Iraqi Resistance Redux

In various previous posts (notably here and here) I've tried to demolish the misapprehension that the groups who have taken up arms against US/UK forces are a coherent, homogenous block. I have argued that it is instead made up of various movements with little or no co-ordination between many of them. Amongst this array of forces one finds secular nationalists, Ba'athists, moderate Islamic nationalists and messianic Islamic extremists (epitomised by the figure of Abu Musab al-Zarqawi). While these groups have not always seen eye-to-eye, until now they seem largely to have ignored each other. Patrick Cockburn suggests, however, that nationalists are becoming increasingly antipathetic towards the excesses of the Islamic extremists:
Gunmen ordered 16 off-duty Iraqi soldiers out of a truck in Latafiya, south of Baghdad, at the weekend and killed them, but signs are growing that the slaughter of all Iraqis in the army or police, or civilians working for the government, is leading to divisions in the resistance.

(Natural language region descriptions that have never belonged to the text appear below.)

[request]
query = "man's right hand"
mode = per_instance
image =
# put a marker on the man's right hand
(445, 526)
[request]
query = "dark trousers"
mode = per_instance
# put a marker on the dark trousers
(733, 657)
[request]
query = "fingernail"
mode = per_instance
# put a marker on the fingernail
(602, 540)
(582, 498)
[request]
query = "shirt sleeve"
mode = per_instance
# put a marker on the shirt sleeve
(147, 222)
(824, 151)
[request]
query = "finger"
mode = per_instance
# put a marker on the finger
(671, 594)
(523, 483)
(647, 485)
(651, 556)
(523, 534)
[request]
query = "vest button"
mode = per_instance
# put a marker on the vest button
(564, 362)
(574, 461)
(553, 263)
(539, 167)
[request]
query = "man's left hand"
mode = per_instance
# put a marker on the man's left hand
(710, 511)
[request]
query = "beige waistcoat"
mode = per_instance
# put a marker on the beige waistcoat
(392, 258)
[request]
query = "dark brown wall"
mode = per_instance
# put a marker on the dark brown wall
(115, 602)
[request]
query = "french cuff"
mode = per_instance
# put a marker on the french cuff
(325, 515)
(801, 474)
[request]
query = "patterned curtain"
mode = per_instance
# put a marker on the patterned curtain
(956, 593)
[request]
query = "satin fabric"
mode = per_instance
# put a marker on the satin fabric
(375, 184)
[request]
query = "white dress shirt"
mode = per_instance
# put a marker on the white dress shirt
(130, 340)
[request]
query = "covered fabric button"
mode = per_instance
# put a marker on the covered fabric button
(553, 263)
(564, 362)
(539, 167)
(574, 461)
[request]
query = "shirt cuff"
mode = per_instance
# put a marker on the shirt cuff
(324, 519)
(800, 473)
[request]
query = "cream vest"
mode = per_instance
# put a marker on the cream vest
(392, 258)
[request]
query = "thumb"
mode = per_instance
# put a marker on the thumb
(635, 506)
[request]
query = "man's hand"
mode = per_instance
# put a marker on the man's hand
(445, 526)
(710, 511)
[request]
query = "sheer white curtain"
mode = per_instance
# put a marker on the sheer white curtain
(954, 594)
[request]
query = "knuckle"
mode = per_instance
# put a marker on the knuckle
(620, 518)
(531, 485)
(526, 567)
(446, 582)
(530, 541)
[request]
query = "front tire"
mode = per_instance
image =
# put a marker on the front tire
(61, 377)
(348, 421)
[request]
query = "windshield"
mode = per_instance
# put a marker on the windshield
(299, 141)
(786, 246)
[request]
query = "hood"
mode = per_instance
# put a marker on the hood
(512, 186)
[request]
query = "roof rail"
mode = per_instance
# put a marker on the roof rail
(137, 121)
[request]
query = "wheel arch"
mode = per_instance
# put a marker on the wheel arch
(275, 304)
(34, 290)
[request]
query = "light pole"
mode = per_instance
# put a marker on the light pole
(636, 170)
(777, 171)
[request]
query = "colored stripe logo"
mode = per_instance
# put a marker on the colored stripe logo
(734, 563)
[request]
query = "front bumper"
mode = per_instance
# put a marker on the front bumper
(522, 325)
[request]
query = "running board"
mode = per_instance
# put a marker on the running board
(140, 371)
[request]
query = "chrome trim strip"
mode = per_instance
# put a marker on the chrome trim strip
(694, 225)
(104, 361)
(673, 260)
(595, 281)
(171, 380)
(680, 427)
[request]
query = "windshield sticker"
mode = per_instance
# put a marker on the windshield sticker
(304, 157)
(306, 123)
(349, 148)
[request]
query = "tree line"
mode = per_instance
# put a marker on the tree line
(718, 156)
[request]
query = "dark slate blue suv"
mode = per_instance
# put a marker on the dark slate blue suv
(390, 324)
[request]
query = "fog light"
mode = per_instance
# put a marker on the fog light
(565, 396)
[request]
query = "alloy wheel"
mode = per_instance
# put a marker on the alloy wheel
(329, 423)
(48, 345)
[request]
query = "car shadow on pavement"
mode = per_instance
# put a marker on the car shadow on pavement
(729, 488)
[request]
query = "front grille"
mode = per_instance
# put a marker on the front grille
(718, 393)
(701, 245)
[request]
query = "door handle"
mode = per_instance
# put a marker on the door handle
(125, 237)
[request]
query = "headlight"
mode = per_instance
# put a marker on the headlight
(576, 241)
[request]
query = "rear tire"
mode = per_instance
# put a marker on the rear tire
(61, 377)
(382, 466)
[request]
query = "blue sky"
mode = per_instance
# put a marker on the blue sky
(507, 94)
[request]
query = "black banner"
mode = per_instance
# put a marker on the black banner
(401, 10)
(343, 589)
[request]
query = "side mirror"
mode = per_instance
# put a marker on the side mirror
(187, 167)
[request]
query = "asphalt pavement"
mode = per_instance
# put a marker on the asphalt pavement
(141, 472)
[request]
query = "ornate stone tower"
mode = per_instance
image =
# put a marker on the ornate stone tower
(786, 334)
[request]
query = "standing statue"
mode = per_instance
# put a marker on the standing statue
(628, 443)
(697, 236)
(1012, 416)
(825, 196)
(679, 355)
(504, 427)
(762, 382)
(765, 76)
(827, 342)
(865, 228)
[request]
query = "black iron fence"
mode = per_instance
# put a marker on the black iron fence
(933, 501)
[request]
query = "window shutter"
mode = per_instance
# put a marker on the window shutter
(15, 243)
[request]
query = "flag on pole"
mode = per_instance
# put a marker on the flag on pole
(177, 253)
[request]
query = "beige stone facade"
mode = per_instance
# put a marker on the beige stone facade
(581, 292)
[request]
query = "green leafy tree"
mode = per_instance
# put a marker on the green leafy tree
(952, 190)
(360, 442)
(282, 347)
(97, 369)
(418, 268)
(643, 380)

The split is between Islamic fanatics, willing to killing anybody remotely connected with the government, and Iraqi nationalists who want to concentrate on attacking the 130,000 US troops in Iraq.

Posters threatening extreme resistance fighters have appeared on walls in Ramadi, a Sunni Muslim city on the Euphrates river west of Baghad.

Insurgents in the city say that resistance to the Americans is being discredited by the kidnapping and killing of civilians. "They have tarnished our image and used the jihad to make personal gains," Ahmed Hussein, an imam from a mosque in Ramadi, was quoted as saying.


The key to the effectiveness of the resistance is that it has swum in a sea of popular support or acquiescence. However, often after an attack on Iraqi police or army recruits, furious by-standers have said to me: "Why are they attacking our own people and not killing Americans?"

The extreme Islamic groups, typified by that led by Abu Musab al-Zarqawi, see themselves fighting a world full of "infidels", "apostates" and "crusaders" in which an Iraqi Shia or Christian was as worthy of death as a US soldier. When American troops allegedly damaged two mosques in Mosul, insurgents blew up two churches in the city in retaliation.

The Sunni sectarianism of the Salafi limited the nationalist appeal of the resistance and ensured that Shias supported the destruction of Fallujah by the US Marines last November.
Where this will lead remains to be seen.

The demonstration In Firdaus Square on Saturday by supporters of "renegade cleric" Moqtada al-Sadr demanding the withdrawal of foreign forces and that Saddam Hussein be put on trial, may have involved as many as 30,ooo people. Juan Cole notes, "If it were even half that, these would be the largest popular demonstrations in Iraq since 1958!" While this suggests an increasingly confident anti-occupation movement, the protest seems to have been almost exclusively Shia. Sunni groups organised their own protests. While there have been efforts to establish a non-sectarian anti-occupation movement in the form of the Iraqi National Foundation Congress (INFC) this does not seem to have generated much activity on the ground as yet.

As long as resistance to occupation remains divided along ethnic lines its effectiveness will be muted. The risk of civil war while massively overstated by those seeking to justify the occupation, will also be something which cannot be discounted.